Editorial: Regulate them

It’s ridiculous that Lawrence is the largest city in Kansas without an ordinance in place regulating massage businesses. City commissioners should make it a priority to correct the oversight.

Lawrence has approximately 50 massage businesses in its city limits. Most are long-standing businesses with professional reputations. Some are not.

Sadly, Kansas is one of only three states that do not regulate the massage industry, according to the American Massage Therapy Association. And Lawrence is among the largest cities in Kansas without an ordinance regulating and licensing massage-therapy business. The city isn’t actively pursuing a licensing program, even though Douglas County District Attorney Charles Branson pushed for one more than a year ago, citing concerns that the lack of regulations was drawing human trafficking to Lawrence.

Earlier this month, Polaris, a nonprofit organization that fights modern slavery, issued a report showing that in the U.S., the human-trafficking industry makes an estimated $2.5 billion annually from forcing women to have sex with massage parlor customers. Massage parlors are the second largest U.S. human-trafficking industry behind escort services, the report stated.

Kristen Tebow, founder and CEO of the Youth Trust Project, a Lawrence nonprofit that does outreach to vulnerable and exploited youth, has worked with two girls younger than 18 who were trafficked in part through Lawrence massage parlors.

“We know that human trafficking does exist within the realm of massage parlors,” Tebow said. “It’s one of the big-time guises of human trafficking. Because there is not an accountability process, it’s much easier for exploitation to take place.”

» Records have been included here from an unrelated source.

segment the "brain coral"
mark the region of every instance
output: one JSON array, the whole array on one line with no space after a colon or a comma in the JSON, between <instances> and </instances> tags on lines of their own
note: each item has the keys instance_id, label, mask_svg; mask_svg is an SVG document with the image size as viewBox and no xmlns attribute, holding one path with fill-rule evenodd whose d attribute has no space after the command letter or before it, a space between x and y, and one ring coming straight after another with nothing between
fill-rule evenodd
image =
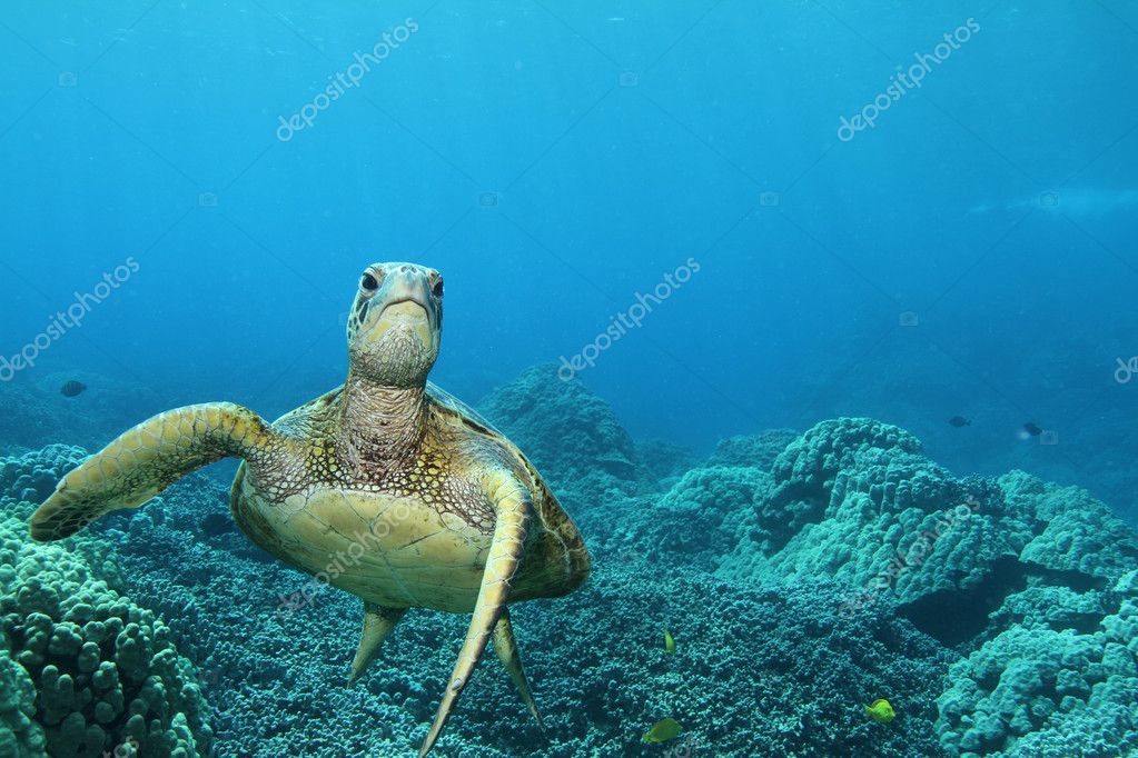
<instances>
[{"instance_id":1,"label":"brain coral","mask_svg":"<svg viewBox=\"0 0 1138 758\"><path fill-rule=\"evenodd\" d=\"M612 409L555 365L535 366L479 406L560 491L586 502L633 494L636 445Z\"/></svg>"},{"instance_id":2,"label":"brain coral","mask_svg":"<svg viewBox=\"0 0 1138 758\"><path fill-rule=\"evenodd\" d=\"M1097 631L1013 626L955 664L937 703L943 748L979 756L1138 750L1138 593Z\"/></svg>"},{"instance_id":3,"label":"brain coral","mask_svg":"<svg viewBox=\"0 0 1138 758\"><path fill-rule=\"evenodd\" d=\"M798 439L798 432L767 430L761 434L741 434L720 440L708 459L709 466L751 466L770 470L786 445Z\"/></svg>"},{"instance_id":4,"label":"brain coral","mask_svg":"<svg viewBox=\"0 0 1138 758\"><path fill-rule=\"evenodd\" d=\"M56 478L81 457L53 447L9 459L0 485L39 493L42 476ZM6 657L25 672L17 683L35 688L48 753L101 756L131 743L146 757L209 755L208 707L166 626L97 577L109 567L97 572L88 557L106 545L32 543L32 509L0 499L0 632Z\"/></svg>"}]
</instances>

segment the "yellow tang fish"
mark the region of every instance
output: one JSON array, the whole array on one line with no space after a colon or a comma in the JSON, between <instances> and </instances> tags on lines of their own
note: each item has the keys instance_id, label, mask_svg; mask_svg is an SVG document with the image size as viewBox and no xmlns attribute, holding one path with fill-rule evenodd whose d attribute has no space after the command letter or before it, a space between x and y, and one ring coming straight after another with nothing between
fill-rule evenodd
<instances>
[{"instance_id":1,"label":"yellow tang fish","mask_svg":"<svg viewBox=\"0 0 1138 758\"><path fill-rule=\"evenodd\" d=\"M879 724L888 724L897 718L897 714L893 713L893 707L889 705L889 701L880 698L874 700L873 705L865 707L865 715Z\"/></svg>"},{"instance_id":2,"label":"yellow tang fish","mask_svg":"<svg viewBox=\"0 0 1138 758\"><path fill-rule=\"evenodd\" d=\"M675 718L665 718L661 722L657 722L648 732L644 732L641 742L667 742L673 738L679 736L679 733L683 731L684 727L676 723Z\"/></svg>"}]
</instances>

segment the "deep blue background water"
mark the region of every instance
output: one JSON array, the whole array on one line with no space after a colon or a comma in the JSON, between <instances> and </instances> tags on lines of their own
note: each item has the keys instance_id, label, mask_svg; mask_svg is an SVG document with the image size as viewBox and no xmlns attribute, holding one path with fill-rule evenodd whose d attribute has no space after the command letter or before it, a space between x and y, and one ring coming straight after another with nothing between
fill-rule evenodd
<instances>
[{"instance_id":1,"label":"deep blue background water","mask_svg":"<svg viewBox=\"0 0 1138 758\"><path fill-rule=\"evenodd\" d=\"M1114 373L1138 355L1138 3L330 5L0 10L0 352L139 263L17 382L97 372L274 416L341 380L363 266L412 259L447 281L434 378L477 400L695 258L582 375L634 434L706 449L871 415L958 472L1136 507L1138 377Z\"/></svg>"}]
</instances>

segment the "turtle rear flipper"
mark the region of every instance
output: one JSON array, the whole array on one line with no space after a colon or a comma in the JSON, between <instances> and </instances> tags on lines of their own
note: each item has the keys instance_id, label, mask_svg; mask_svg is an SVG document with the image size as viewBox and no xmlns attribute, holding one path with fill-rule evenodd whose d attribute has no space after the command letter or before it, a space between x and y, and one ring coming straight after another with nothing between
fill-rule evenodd
<instances>
[{"instance_id":1,"label":"turtle rear flipper","mask_svg":"<svg viewBox=\"0 0 1138 758\"><path fill-rule=\"evenodd\" d=\"M118 508L138 508L187 474L222 458L256 461L282 438L248 408L231 402L159 414L88 458L32 515L32 539L71 536Z\"/></svg>"},{"instance_id":2,"label":"turtle rear flipper","mask_svg":"<svg viewBox=\"0 0 1138 758\"><path fill-rule=\"evenodd\" d=\"M494 651L497 653L498 660L502 661L505 670L510 674L510 678L513 680L513 685L518 690L518 694L521 695L521 701L526 703L529 713L537 719L537 727L542 730L542 734L545 734L545 722L542 720L542 714L537 710L537 701L534 700L534 693L529 689L529 681L526 678L526 669L521 665L518 641L513 638L513 624L510 623L509 608L502 609L502 617L498 618L498 623L494 627L493 640Z\"/></svg>"},{"instance_id":3,"label":"turtle rear flipper","mask_svg":"<svg viewBox=\"0 0 1138 758\"><path fill-rule=\"evenodd\" d=\"M529 491L512 474L501 470L492 472L483 482L483 488L490 502L494 503L496 516L494 538L489 556L486 558L486 569L483 574L481 588L478 591L478 600L475 603L475 615L470 619L470 628L467 631L467 639L462 643L462 650L459 651L459 660L451 673L443 701L435 714L435 722L419 749L419 758L423 758L430 752L438 741L443 727L446 726L446 722L454 710L454 703L470 682L470 675L475 672L478 659L481 658L490 636L494 634L494 628L505 613L505 603L510 598L514 574L521 564L526 534L534 514L534 502L529 497ZM526 691L528 689L527 686ZM525 699L525 697L523 691L522 698ZM536 706L534 709L536 711Z\"/></svg>"}]
</instances>

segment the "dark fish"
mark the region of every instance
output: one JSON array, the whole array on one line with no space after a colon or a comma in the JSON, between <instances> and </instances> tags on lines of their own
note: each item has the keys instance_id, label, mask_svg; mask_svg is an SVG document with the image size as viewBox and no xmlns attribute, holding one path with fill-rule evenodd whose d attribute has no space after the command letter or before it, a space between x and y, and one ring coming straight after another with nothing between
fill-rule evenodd
<instances>
[{"instance_id":1,"label":"dark fish","mask_svg":"<svg viewBox=\"0 0 1138 758\"><path fill-rule=\"evenodd\" d=\"M206 536L221 536L237 531L233 519L225 514L209 514L198 524Z\"/></svg>"},{"instance_id":2,"label":"dark fish","mask_svg":"<svg viewBox=\"0 0 1138 758\"><path fill-rule=\"evenodd\" d=\"M59 388L59 393L63 394L65 398L74 398L79 394L82 394L83 390L85 389L86 389L85 384L72 380L69 382L65 382L64 385Z\"/></svg>"}]
</instances>

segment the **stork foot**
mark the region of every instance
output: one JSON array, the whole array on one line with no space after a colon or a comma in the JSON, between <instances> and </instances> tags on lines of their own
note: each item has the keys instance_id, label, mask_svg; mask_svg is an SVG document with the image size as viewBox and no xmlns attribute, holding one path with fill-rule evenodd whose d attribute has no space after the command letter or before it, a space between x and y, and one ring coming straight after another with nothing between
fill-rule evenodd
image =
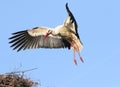
<instances>
[{"instance_id":1,"label":"stork foot","mask_svg":"<svg viewBox=\"0 0 120 87\"><path fill-rule=\"evenodd\" d=\"M74 58L74 64L77 65L77 60Z\"/></svg>"},{"instance_id":2,"label":"stork foot","mask_svg":"<svg viewBox=\"0 0 120 87\"><path fill-rule=\"evenodd\" d=\"M84 60L83 60L83 58L81 56L80 56L80 60L81 60L82 63L84 63Z\"/></svg>"},{"instance_id":3,"label":"stork foot","mask_svg":"<svg viewBox=\"0 0 120 87\"><path fill-rule=\"evenodd\" d=\"M78 56L79 56L79 58L80 58L80 61L82 62L82 63L84 63L84 60L83 60L83 58L80 56L80 53L78 52Z\"/></svg>"}]
</instances>

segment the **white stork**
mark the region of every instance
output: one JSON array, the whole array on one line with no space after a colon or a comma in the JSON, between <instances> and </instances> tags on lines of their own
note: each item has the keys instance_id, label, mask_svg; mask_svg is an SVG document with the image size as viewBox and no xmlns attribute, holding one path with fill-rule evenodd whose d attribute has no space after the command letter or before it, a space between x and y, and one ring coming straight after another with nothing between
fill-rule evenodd
<instances>
[{"instance_id":1,"label":"white stork","mask_svg":"<svg viewBox=\"0 0 120 87\"><path fill-rule=\"evenodd\" d=\"M77 31L77 22L66 3L68 17L62 25L53 28L35 27L13 33L9 39L13 50L26 50L33 48L68 48L73 50L74 63L77 64L75 52L82 62L80 52L83 48L82 42Z\"/></svg>"}]
</instances>

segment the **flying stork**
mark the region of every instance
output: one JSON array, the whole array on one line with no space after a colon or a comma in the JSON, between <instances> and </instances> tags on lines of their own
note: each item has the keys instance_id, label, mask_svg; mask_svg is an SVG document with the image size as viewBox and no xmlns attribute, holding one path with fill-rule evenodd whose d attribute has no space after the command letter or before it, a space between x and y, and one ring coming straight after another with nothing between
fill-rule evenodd
<instances>
[{"instance_id":1,"label":"flying stork","mask_svg":"<svg viewBox=\"0 0 120 87\"><path fill-rule=\"evenodd\" d=\"M19 32L12 33L10 37L10 42L13 50L17 49L35 49L35 48L68 48L73 50L74 63L77 65L75 53L82 62L83 59L80 56L80 52L83 48L83 44L78 35L77 22L69 10L68 3L66 3L66 10L68 17L62 25L57 27L35 27L30 30L23 30Z\"/></svg>"}]
</instances>

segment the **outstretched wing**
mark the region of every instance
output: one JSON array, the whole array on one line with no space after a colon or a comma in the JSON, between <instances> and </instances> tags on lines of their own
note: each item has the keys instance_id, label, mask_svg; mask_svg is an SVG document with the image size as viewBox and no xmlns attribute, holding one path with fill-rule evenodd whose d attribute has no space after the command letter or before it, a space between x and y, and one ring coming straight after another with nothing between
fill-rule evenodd
<instances>
[{"instance_id":1,"label":"outstretched wing","mask_svg":"<svg viewBox=\"0 0 120 87\"><path fill-rule=\"evenodd\" d=\"M76 34L76 36L79 38L78 31L77 31L77 22L72 14L72 12L69 10L68 3L66 3L66 10L68 13L68 17L64 22L64 25L70 29L71 32Z\"/></svg>"},{"instance_id":2,"label":"outstretched wing","mask_svg":"<svg viewBox=\"0 0 120 87\"><path fill-rule=\"evenodd\" d=\"M32 30L24 30L13 33L10 42L13 50L26 50L33 48L70 48L70 44L59 36L49 35L44 39L44 35L50 28L36 27Z\"/></svg>"}]
</instances>

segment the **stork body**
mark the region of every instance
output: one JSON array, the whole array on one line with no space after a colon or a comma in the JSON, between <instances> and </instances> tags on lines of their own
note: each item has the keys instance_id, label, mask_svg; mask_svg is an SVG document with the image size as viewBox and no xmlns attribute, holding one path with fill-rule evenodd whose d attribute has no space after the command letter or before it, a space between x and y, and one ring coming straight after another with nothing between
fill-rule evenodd
<instances>
[{"instance_id":1,"label":"stork body","mask_svg":"<svg viewBox=\"0 0 120 87\"><path fill-rule=\"evenodd\" d=\"M76 62L75 52L78 53L83 62L80 52L82 42L77 31L77 22L66 4L68 17L62 25L56 28L36 27L31 30L24 30L13 33L9 39L13 49L26 50L32 48L68 48L74 52L74 63Z\"/></svg>"}]
</instances>

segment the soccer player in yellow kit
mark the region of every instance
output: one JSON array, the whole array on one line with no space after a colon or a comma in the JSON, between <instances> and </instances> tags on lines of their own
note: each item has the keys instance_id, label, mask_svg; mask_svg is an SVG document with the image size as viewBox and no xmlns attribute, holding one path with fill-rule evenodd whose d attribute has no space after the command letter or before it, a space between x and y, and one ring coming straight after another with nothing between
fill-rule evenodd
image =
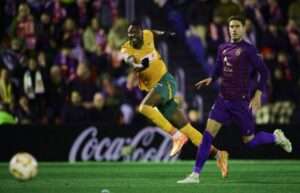
<instances>
[{"instance_id":1,"label":"soccer player in yellow kit","mask_svg":"<svg viewBox=\"0 0 300 193\"><path fill-rule=\"evenodd\" d=\"M143 30L137 24L128 27L128 41L121 48L124 61L132 67L128 76L128 87L138 82L139 88L148 92L138 111L172 136L170 156L178 153L188 139L198 147L202 134L185 118L174 100L177 83L168 72L154 45L154 35L168 32ZM179 130L178 130L178 129ZM223 177L228 173L228 153L211 146L211 154Z\"/></svg>"}]
</instances>

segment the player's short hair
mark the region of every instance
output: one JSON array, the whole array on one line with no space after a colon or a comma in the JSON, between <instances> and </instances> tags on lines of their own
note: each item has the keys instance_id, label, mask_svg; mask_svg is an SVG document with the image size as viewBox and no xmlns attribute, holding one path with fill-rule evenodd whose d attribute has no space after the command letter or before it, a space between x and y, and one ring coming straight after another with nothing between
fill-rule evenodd
<instances>
[{"instance_id":1,"label":"player's short hair","mask_svg":"<svg viewBox=\"0 0 300 193\"><path fill-rule=\"evenodd\" d=\"M230 17L227 19L228 25L229 25L229 23L230 23L231 21L233 21L233 20L237 20L237 21L241 22L243 26L244 26L245 23L246 23L246 19L245 19L244 16L242 16L242 15L233 15L233 16L230 16Z\"/></svg>"}]
</instances>

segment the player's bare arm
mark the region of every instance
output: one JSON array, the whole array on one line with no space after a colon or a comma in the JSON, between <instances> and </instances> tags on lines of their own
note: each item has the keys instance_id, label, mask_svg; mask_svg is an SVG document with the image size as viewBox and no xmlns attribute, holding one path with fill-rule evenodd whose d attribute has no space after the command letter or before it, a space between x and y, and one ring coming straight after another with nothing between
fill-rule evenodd
<instances>
[{"instance_id":1,"label":"player's bare arm","mask_svg":"<svg viewBox=\"0 0 300 193\"><path fill-rule=\"evenodd\" d=\"M208 86L208 85L210 85L211 82L212 82L212 78L211 77L205 78L203 80L200 80L200 81L196 82L195 87L197 89L200 89L202 86Z\"/></svg>"}]
</instances>

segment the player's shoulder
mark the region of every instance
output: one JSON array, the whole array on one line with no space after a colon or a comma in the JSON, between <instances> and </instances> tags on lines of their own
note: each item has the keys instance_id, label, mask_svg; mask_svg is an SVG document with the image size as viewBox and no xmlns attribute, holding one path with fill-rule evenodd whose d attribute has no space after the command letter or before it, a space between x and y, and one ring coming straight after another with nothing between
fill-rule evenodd
<instances>
[{"instance_id":1,"label":"player's shoulder","mask_svg":"<svg viewBox=\"0 0 300 193\"><path fill-rule=\"evenodd\" d=\"M229 46L229 43L228 42L224 42L224 43L222 43L222 44L219 45L218 50L222 51L222 50L226 49L226 47L228 47L228 46Z\"/></svg>"},{"instance_id":2,"label":"player's shoulder","mask_svg":"<svg viewBox=\"0 0 300 193\"><path fill-rule=\"evenodd\" d=\"M242 44L243 44L243 46L246 48L246 50L249 50L249 51L257 51L257 48L256 48L256 46L254 45L254 44L252 44L252 43L250 43L250 42L248 42L248 41L243 41L242 42Z\"/></svg>"},{"instance_id":3,"label":"player's shoulder","mask_svg":"<svg viewBox=\"0 0 300 193\"><path fill-rule=\"evenodd\" d=\"M144 35L148 35L148 36L153 35L153 32L149 29L144 29L143 33L144 33Z\"/></svg>"},{"instance_id":4,"label":"player's shoulder","mask_svg":"<svg viewBox=\"0 0 300 193\"><path fill-rule=\"evenodd\" d=\"M144 29L143 30L144 38L146 40L152 40L153 39L153 32L149 29Z\"/></svg>"},{"instance_id":5,"label":"player's shoulder","mask_svg":"<svg viewBox=\"0 0 300 193\"><path fill-rule=\"evenodd\" d=\"M130 49L130 44L129 44L129 41L126 41L126 42L124 42L123 44L122 44L122 46L121 46L121 50L127 50L127 49Z\"/></svg>"}]
</instances>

A draft of an ordinance to regulate Lawrence massage businesses was presented to city commissioners last March. The draft called for licensing and education requirements for those performing massages and also allowed for strong oversight, including limits on the hours of operation, the possibility for immediate-entry inspections and a requirement for massage businesses to keep a daily registry with client names and services provided.

But massage industry workers formed a group — the Lawrence Massage and Bodyworkers Alliance — specifically to oppose the ordinance. The ordinance has languished since, though Assistant City Attorney Maria Garcia said the issue is “still a priority.”

This really shouldn’t be that hard. It doesn’t take more than a year for the city to work with the Massage and Bodyworkers Alliance to address the group’s concerns while also implementing effective oversight of the massage industry. It seems a rigorous a licensing system would be welcomed by legitimate massage therapists, whose businesses are unfairly impugned by the nefarious operators masking their businesses as massage therapy.

City commissioners recently declared January Human Trafficking Awareness Month. Now that they are aware of the problem, perhaps they should actually do something to combat it by approving an ordinance licensing and regulating massage businesses.